UnisoGrip also has rotating, soft gripping fingers suitable for delicate products and a vacuum suction cup that allows the system to navigate tight spaces or inconveniently placed projects, such as the corner of a shopping bin. To date, it can hold more than 30 types of consumer goods, including powdered coffee packaging, refillable detergent packs and bottled beverages.

Customers can also build a gripping system based on both GourmetGrip and UnisoGrip, which NUS says is fully customized to their business needs and space constraints. In fact, a system was bespoke for Singapore-based manufacturer People Bee Hoon Factory, which produces rice noodles. It hired the NUS team to build a system optimized for packing rice noodles in boxes.

People Bee Hoon Factor Director Desmond Goh said, “Most of our existing employees are seasoned. So we looked for new technologies that could reduce the workload of our existing employees while increasing their productivity. We chose this technology because it is able to serve our purpose and offers flexibility for various deployments that we may need. “

The NUS engineers now want to commercialize the product through their startup RoPlus (RO +). You apply to offer potential trading partners various options for implementing the robot system, either bundled with a robot arm or sold individually to customers who already have their own commercial robot arm, which can then be mounted on the gripping system.

A full range of products consisting of gripper, robotic arm, computer vision functions and conveyor system will also be available.

NUS engineers are currently working on expanding the system’s ability to recognize more elements by using machine learning and an online library to train the system.
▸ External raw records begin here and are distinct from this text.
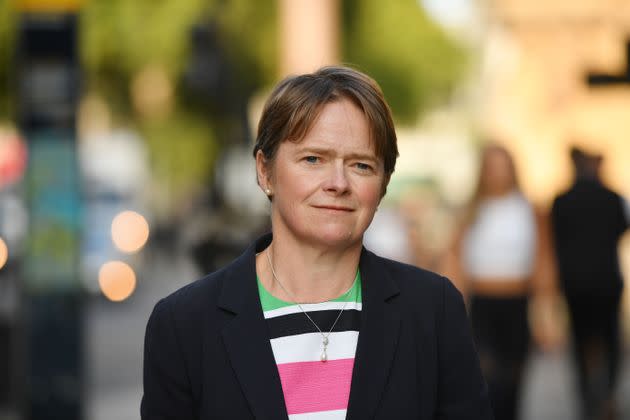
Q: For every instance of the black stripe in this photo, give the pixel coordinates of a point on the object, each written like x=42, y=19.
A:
x=298, y=323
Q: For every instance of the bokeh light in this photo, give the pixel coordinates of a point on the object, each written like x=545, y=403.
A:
x=130, y=231
x=4, y=253
x=117, y=280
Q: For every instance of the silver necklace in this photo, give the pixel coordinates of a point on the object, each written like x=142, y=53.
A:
x=324, y=355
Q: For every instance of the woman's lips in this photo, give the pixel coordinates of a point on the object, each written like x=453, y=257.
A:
x=334, y=208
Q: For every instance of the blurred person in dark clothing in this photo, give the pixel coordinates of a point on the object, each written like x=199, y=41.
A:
x=588, y=221
x=497, y=261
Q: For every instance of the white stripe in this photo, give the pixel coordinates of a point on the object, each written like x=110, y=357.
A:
x=322, y=415
x=308, y=347
x=311, y=307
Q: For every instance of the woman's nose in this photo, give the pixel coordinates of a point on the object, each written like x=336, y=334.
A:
x=337, y=181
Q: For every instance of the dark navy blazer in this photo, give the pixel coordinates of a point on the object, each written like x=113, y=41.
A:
x=207, y=354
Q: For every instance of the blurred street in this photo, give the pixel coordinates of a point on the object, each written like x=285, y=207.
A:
x=115, y=331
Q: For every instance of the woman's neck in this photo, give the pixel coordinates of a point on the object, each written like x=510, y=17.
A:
x=308, y=274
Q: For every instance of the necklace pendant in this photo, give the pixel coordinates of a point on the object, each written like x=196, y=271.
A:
x=324, y=356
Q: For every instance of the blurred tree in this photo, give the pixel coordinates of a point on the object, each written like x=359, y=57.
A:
x=411, y=57
x=7, y=41
x=123, y=40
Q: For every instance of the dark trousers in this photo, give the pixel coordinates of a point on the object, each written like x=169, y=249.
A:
x=597, y=346
x=501, y=334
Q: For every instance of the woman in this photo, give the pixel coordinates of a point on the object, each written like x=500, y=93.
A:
x=500, y=254
x=307, y=323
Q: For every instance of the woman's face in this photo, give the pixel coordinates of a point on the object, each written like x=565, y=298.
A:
x=497, y=175
x=326, y=187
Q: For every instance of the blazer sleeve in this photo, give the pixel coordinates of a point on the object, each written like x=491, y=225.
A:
x=462, y=391
x=167, y=390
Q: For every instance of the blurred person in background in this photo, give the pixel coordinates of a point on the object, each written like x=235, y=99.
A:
x=588, y=221
x=307, y=323
x=498, y=259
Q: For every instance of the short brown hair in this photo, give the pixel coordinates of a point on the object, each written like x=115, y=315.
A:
x=296, y=102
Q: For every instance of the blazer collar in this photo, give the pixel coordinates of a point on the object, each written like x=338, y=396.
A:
x=245, y=337
x=249, y=350
x=378, y=337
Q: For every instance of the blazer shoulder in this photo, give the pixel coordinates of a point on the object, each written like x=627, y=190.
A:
x=195, y=297
x=410, y=278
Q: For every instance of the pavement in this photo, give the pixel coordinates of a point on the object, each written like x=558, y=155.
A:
x=114, y=343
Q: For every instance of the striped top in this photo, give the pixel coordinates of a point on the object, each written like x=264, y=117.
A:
x=313, y=389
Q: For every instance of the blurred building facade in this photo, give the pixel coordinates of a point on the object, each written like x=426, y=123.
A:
x=536, y=62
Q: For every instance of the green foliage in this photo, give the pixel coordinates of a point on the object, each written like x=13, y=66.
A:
x=413, y=60
x=7, y=41
x=120, y=37
x=182, y=149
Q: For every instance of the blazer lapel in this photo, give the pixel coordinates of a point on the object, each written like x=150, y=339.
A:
x=246, y=341
x=378, y=337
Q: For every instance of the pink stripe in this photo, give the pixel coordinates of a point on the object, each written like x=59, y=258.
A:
x=316, y=386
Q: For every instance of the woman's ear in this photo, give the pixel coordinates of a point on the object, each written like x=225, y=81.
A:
x=262, y=171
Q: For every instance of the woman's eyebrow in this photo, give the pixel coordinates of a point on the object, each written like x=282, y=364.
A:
x=332, y=151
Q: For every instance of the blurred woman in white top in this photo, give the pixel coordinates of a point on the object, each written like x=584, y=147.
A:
x=498, y=251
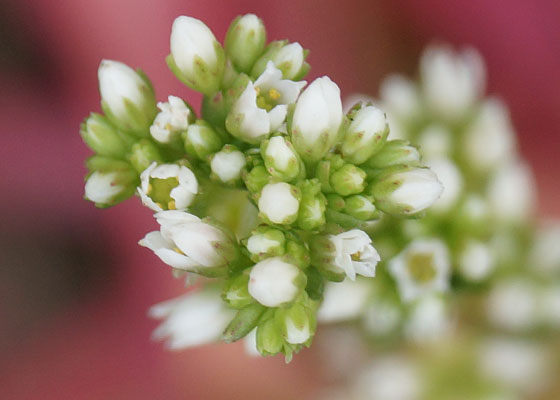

RO + is funded under the NUS Graduate Research Innovation Program, which supports start-ups founded by academic staff and researchers at the university. The team includes researchers Low Jin Huat, Khin Phone May, and Chen Chao-Yu, and undergraduate student Han Qian Qian.

The research that powers the gripper system was also supported by Singapore’s National Robotics Program and Agency for Science, Technology and Research.